For context, I have been working immensely hard trying to settle into my new life in Buenos Aires. I made the move two months ago, after deciding that my studies in Tucuman were unfulfilling and my relationship with my parents too strained and unrealistic to maintain. I’m living in a flat with two new friends (friends of friends, actually, but we get along nicely). One of them–Maria Valdez–who has been so kind to me, is an actress and got me a job at the small theater she works with. I’ve been helping with a host of tasks around the theater–working the box office, cleaning, doing publicity. I’m hoping that, when I get to know the company a bit better, they will trust me with more creative decisions pertaining to set or costume design. I’m trying to enjoy myself, but it still has been incredibly draining, as any transition is, as making new friends is, as coming to the realization that no place really feels like home is.
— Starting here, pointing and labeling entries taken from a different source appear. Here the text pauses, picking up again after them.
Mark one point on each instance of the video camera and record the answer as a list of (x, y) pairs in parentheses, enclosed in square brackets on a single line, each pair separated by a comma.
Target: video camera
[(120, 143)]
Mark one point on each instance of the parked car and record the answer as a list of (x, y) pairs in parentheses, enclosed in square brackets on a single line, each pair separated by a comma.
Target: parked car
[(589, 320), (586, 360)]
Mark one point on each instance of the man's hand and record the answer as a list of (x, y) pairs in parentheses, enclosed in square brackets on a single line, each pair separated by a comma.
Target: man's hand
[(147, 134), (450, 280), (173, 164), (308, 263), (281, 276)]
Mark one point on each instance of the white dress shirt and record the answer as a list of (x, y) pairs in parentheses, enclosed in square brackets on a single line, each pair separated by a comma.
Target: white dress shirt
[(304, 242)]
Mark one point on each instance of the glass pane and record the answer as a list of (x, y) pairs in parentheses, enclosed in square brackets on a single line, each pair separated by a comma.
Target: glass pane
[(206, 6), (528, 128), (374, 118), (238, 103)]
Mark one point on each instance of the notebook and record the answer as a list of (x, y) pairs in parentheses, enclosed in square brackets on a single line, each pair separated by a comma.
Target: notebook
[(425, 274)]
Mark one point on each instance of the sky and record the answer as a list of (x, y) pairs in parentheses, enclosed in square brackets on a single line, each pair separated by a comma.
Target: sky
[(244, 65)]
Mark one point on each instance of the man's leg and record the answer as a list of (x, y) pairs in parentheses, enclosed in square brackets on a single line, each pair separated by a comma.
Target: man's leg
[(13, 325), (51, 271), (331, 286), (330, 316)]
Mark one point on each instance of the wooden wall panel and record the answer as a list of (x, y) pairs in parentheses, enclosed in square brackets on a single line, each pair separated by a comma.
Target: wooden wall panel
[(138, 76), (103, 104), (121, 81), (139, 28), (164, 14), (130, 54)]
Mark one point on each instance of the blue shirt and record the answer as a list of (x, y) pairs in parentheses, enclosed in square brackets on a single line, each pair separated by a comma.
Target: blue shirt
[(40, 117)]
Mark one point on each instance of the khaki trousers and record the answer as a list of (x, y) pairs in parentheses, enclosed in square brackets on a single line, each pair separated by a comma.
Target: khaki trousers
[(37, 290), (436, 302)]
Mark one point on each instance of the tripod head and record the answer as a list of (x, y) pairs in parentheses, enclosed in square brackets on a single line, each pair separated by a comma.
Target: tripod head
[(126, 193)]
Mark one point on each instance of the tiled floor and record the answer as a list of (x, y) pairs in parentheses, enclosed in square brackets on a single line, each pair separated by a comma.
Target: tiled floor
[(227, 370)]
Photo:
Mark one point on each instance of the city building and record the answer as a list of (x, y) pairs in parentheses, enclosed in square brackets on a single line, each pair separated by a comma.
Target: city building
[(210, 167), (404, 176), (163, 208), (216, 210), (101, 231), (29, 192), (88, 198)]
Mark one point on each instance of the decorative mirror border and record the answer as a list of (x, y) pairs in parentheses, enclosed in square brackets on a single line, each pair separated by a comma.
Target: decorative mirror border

And, now, after seeing what I saw last night, living without anxiety and fear is seeming harder still. This is what happened, what has shaken me to my core: I was waiting for the bus after work on Monday–it was late, midnight almost–and, all of the sudden, I heard screaming from a building across the street. Squinting so as to match the auditory details with a visual, I made out two men in military garb dragging a boy, sixteen or seventeen years old, down the steps and into a black car. The screaming stopped when the car door shut.
I never let myself really think about the way it happens. The way they pull sons, daughters, mothers, fathers, uncles, aunts, Argentine citizens from their homes, steal their lives. I’m not in the dark. I know what happens, and I know who it happens to–people like my brother, who actively oppose the regime, but also people like Graciela, who simply want to help patients get through trauma with psychoanalysis, and teachers, and intellectuals, and writers, and artists, and anyone who has the mental capacity to form an opinion. I just don’t want to picture any of it. But that’s becoming less and less plausible. The fear and worry and sadness is coming back to a level it hasn’t reached since I knew in my bones that I would never hear from Fabricio again. With the fear comes the images. Now my mind can’t stop pulling up pictures of my fellow Argentines, of my brother, of people like myself, people like me but with less luck, being beaten, prodded, raped, killed…
I don’t know how to process this resurgence of panic. I certainly can’t talk to my family. I don’t feel comfortable enough to speak like that with anyone here. I have a few friends at home who are outspoken about the regime’s unjust methods, but I’m anxious to stay in touch with them, for fear of finding out that they have been tortured, or perhaps stripped of their lives. It terrifies me to think about fighting back against the regime. I educate myself as much as I’ve been able to, but I’m sort of an inactive activist–shut down by the truth, but believing in the injustice that is the Argentine government; thinking I should be doing something, but not knowing how.
All I know right now is that I won’t be able to wait at that bus station again.